26.  What  staff   functions   are   being   prioritised   in   the   event   of widespread infection? What action is being taken to ensure these priorities can be met?

                   There has currently been no noticeable reduction to any staff function and all functions remain operational. Ancillary functions such as finance and administration may be downscaled and allowed to work from home as need dictates. Priority will always be to maintain welfare, safety and security with regime activities taking lower priority.

                   Most healthcare functions remain intact with priority being reception screenings, medication, GP consultation (via Skype if required) and daily health screening (temperatures). Healthcare admin and ancillary functions such as horticultural classes and group counselling services will be scaled back as priority dictates. The optician service is not available in line with government guidelines and routine dental provision is unavailable; emergency dental services are still facilitated.


27.  Some staff will find it difficult to work remotely owing to the nature of their job. What  action is being taken, if any, to more readily allow them to do so if they are required to self-isolate?

                   Where possible, workers that can carry out work at home will be provided the tools necessary to do this, however staff will not be penalised for self­ isolation and will qualify for company sick pay. Due to the nature of the job, many functions cannot be completed from home.


28.  What facilities are available to isolate staff on site, should that be   necessary?

                   There is currently no intention to allow self-isolation on-site.  Staff are being asked to follow current guidance and isolate at home and not attend work if exposed or symptomatic. Staff will be asked to leave site if they attend displaying any symptoms.


29.  What PPE is being provided as standard to staff? What assessment have you made  of how  much  PPE  you  will  need  in  total  to  protect  your  staff from infection?

                   Aprons, gloves, masks and shielded glasses, if required, are available to staff. Hand sanitiser and alcohol wipes are also available as standard.




Requests have been made to Public Health Scotland for further supplies and alternative supply routes are explored as necessary.

                    PPE (gloves, masks, aprons) are made available to staff outside any isolation zones. Detainees are also provided with masks to wear when staff are delivering food, medicine etc.

                    Gloves and sanitiser are available throughout the centre.

                    Masks are not issued as standard and are in use only when there is a symptomatic detainee or detainee in precautionary isolation. The only staff that wear masks and gloves as standard are reception and healthcare staff conducting daily health checks.

                    Par levels of PPE are maintained based on internal hazard assessments and documented staff usage. If necessary, needed supplies can be provided by GEO Corporate.


30.  Are staff being instructed to change any of their usual working practices in order to keep themselves  and others safe? If so, how?

                    Staff are being asked to observe social distancing in all aspects of the job. Certain hygiene practices such as the use of gloves when searching detainees and property are standard infection controls used in the centre routinely.

                    Regime activities and shop access are now being controlled via booking systems to allow better social distancing.
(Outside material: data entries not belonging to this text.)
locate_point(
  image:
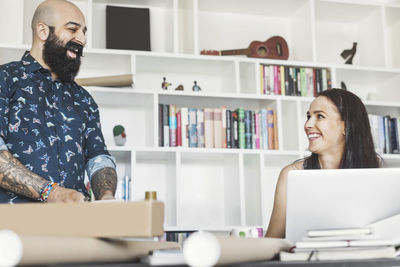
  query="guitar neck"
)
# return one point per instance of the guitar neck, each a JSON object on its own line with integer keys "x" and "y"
{"x": 234, "y": 52}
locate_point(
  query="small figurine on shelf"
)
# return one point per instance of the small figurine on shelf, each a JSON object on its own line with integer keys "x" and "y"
{"x": 165, "y": 84}
{"x": 119, "y": 135}
{"x": 348, "y": 54}
{"x": 179, "y": 88}
{"x": 195, "y": 87}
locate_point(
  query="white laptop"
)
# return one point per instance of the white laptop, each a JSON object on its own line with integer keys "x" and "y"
{"x": 340, "y": 198}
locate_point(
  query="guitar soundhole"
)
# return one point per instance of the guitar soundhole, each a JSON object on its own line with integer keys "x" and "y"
{"x": 262, "y": 51}
{"x": 279, "y": 49}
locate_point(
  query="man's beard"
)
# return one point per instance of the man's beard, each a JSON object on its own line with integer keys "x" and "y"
{"x": 55, "y": 56}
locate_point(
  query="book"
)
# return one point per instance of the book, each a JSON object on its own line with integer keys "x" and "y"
{"x": 172, "y": 125}
{"x": 200, "y": 128}
{"x": 345, "y": 254}
{"x": 192, "y": 127}
{"x": 217, "y": 128}
{"x": 166, "y": 125}
{"x": 185, "y": 127}
{"x": 209, "y": 127}
{"x": 340, "y": 231}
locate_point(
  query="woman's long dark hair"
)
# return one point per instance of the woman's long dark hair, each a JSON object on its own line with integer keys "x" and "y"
{"x": 359, "y": 150}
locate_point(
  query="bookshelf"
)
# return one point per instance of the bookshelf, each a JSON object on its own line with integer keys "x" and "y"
{"x": 220, "y": 189}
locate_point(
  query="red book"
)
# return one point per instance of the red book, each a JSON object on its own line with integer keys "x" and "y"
{"x": 178, "y": 129}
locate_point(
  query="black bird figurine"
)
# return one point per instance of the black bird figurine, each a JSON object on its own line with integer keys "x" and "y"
{"x": 348, "y": 54}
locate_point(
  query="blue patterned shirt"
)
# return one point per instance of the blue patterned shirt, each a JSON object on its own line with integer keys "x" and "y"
{"x": 50, "y": 127}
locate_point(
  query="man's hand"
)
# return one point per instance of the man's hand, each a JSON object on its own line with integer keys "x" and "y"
{"x": 62, "y": 194}
{"x": 108, "y": 196}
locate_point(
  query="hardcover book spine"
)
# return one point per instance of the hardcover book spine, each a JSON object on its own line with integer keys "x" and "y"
{"x": 271, "y": 129}
{"x": 160, "y": 126}
{"x": 229, "y": 139}
{"x": 247, "y": 129}
{"x": 185, "y": 127}
{"x": 172, "y": 125}
{"x": 200, "y": 128}
{"x": 223, "y": 114}
{"x": 217, "y": 128}
{"x": 178, "y": 129}
{"x": 235, "y": 132}
{"x": 241, "y": 131}
{"x": 166, "y": 124}
{"x": 209, "y": 127}
{"x": 192, "y": 127}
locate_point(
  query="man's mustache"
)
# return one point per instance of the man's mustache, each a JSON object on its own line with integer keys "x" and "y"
{"x": 77, "y": 48}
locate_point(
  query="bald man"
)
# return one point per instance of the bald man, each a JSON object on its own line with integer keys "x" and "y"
{"x": 49, "y": 126}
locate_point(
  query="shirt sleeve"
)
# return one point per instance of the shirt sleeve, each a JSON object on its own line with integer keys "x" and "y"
{"x": 99, "y": 162}
{"x": 94, "y": 144}
{"x": 4, "y": 107}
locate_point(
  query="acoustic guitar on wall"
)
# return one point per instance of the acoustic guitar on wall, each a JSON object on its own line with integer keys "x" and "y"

                    Meetings have now been cancelled or restructured to be  completed via video conferencing and information is being distributed electronically.

                    Daily briefing sessions have also been replaced with information packs online.

                    All training is being conducted through e-learning as an intermediary step until full refreshers can be completed after social distancing has been lifted.

                    Staff are being asked to clean their working areas more regularly and to consider using the hygiene facilities (access to changing/shower facilities) prior to starting work and after completion of their shift.

                    Staff have been asked to limit car sharing and follow related government guidance.